A very short history and survey of surrogate images

Beginning in 1938 and continuing for the next half century, Early Modern books were systematically microfilmed. University Microfilms, an offshoot of the University of Michigan, was the major agent in this project, which was made possible by the census of books before 1642 in Pollard and Redgrave’s Short Title Catalogue of 1926 and its continuation in the 1940’s by Donald Wing, who completed the census for the rest of the 17th century.

In the decades after World War II an increasing percentage of pre 17th-century books were freely available in research libraries to users who had the patience to work with microfilm readers. Around 2000, Proquest, the successor of University Microfilms, decided to digitize the microfilm images and make them available over the Web to members of institutions who could afford the non-trivial subscription cost. All of a sudden scholars at these institutions could get at any of 130,00 books at 2am and in their pajamas. That was a game changer for many.

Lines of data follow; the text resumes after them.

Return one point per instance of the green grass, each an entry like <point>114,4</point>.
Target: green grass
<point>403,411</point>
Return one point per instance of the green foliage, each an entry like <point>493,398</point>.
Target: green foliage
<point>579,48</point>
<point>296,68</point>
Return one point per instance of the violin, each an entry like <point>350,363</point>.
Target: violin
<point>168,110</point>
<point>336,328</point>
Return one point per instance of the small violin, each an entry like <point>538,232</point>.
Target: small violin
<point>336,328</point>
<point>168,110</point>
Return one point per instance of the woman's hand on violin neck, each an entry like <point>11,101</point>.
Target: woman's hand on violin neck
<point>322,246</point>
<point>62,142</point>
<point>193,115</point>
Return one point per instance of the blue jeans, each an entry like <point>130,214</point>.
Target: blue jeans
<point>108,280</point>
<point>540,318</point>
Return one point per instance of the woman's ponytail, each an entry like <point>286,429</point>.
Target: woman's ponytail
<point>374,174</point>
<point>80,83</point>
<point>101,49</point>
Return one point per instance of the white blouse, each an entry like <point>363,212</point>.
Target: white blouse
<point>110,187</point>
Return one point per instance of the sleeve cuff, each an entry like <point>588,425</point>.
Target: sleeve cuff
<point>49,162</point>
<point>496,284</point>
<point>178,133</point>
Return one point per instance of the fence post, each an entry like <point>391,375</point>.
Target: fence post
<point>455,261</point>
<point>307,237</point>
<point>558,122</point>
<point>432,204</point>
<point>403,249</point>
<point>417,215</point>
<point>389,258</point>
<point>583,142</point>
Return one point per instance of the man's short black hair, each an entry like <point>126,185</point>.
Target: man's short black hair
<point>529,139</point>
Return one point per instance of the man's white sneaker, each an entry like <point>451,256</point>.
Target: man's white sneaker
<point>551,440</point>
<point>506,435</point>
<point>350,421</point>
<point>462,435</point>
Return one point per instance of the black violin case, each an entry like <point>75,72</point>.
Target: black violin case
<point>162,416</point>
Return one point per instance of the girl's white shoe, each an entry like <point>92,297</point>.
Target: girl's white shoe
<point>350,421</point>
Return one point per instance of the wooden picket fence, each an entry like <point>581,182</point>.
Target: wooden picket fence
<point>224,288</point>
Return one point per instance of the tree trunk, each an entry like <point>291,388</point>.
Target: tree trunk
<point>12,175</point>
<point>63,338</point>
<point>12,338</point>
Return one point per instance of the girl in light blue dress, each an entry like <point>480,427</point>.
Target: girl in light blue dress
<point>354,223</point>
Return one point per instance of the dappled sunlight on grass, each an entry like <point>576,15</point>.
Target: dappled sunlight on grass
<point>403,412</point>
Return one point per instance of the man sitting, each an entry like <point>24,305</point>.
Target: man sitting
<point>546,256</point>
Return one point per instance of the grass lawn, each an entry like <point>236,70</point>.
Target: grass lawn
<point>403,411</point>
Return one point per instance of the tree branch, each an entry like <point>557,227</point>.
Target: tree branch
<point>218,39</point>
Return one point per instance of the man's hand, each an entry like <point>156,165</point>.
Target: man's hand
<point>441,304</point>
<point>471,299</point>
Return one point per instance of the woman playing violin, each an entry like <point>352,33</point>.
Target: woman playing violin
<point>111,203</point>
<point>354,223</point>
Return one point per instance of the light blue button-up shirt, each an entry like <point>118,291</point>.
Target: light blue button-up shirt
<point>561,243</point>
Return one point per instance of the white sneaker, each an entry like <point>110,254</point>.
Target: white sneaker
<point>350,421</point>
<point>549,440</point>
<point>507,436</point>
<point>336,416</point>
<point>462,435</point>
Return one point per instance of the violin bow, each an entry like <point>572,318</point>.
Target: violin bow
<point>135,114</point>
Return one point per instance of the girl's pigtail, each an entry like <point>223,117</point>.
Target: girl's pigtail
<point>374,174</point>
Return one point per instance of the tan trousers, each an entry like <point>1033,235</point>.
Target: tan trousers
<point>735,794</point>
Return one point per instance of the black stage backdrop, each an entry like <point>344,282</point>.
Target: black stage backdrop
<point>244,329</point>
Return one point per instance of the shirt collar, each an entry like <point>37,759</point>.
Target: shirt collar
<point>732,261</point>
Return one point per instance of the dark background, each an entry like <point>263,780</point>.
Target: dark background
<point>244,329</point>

Over the following decade, the quality of digital images increased greatly, and the cost of making, storing, and distributing them dropped sharply. As a result our expectations of what counts as a good enough image have gone up. The microfilm images of the last century no longer meet expectations. The time has come to start a new project that over the course of one or two decades will produce new, public domain, and much higher-quality images of the Early Modern print heritage. This can be done in a distributed fashion. If needless duplication is avoided, the costs are bearable. One could imagine a funding model in which the process is driven by user demands and users would contribute to the cost of making images that then become available to everybody.

The emerging imaging protocol IIIF can create an environment in which images from many libraries are accessible to users as if they came from a single collection. Modern browsers have quite remarkable capabilities for image manipulation. A run-of-the mill laptop and recent run-of-the mill digital images add up to a laboratory in which the material evidence for most textual problems can be satisfactorily examined.

In recent years Rare Book Libraries have made quite a few image sets available over the Internet. Some of them are only available from the library’s website. Thus you can download The Troublesome Reign of King John from Yale’s Beinecke Library or Mary Wroth’s own copy of Urania from Penn’s Kislak Centre. It is not easy to estimate how many such free treasures are available from the 200 or so libraries that have significant holdings in Early Modern print materials.

Some libraries have put part of their collections on the Internet Archive, which holds not quite 3,000 good quality pre-1700 imprints. The Hathi Trust lists about 3,400 English titles from that period. Together those two aggregators probably hold about 2,000 image sets that map to TCP texts and could provide the image set for a “digital combo.” It is a long way from 2,000 to 53,000, but 2,000 is a good start, and every book along the road adds value to users.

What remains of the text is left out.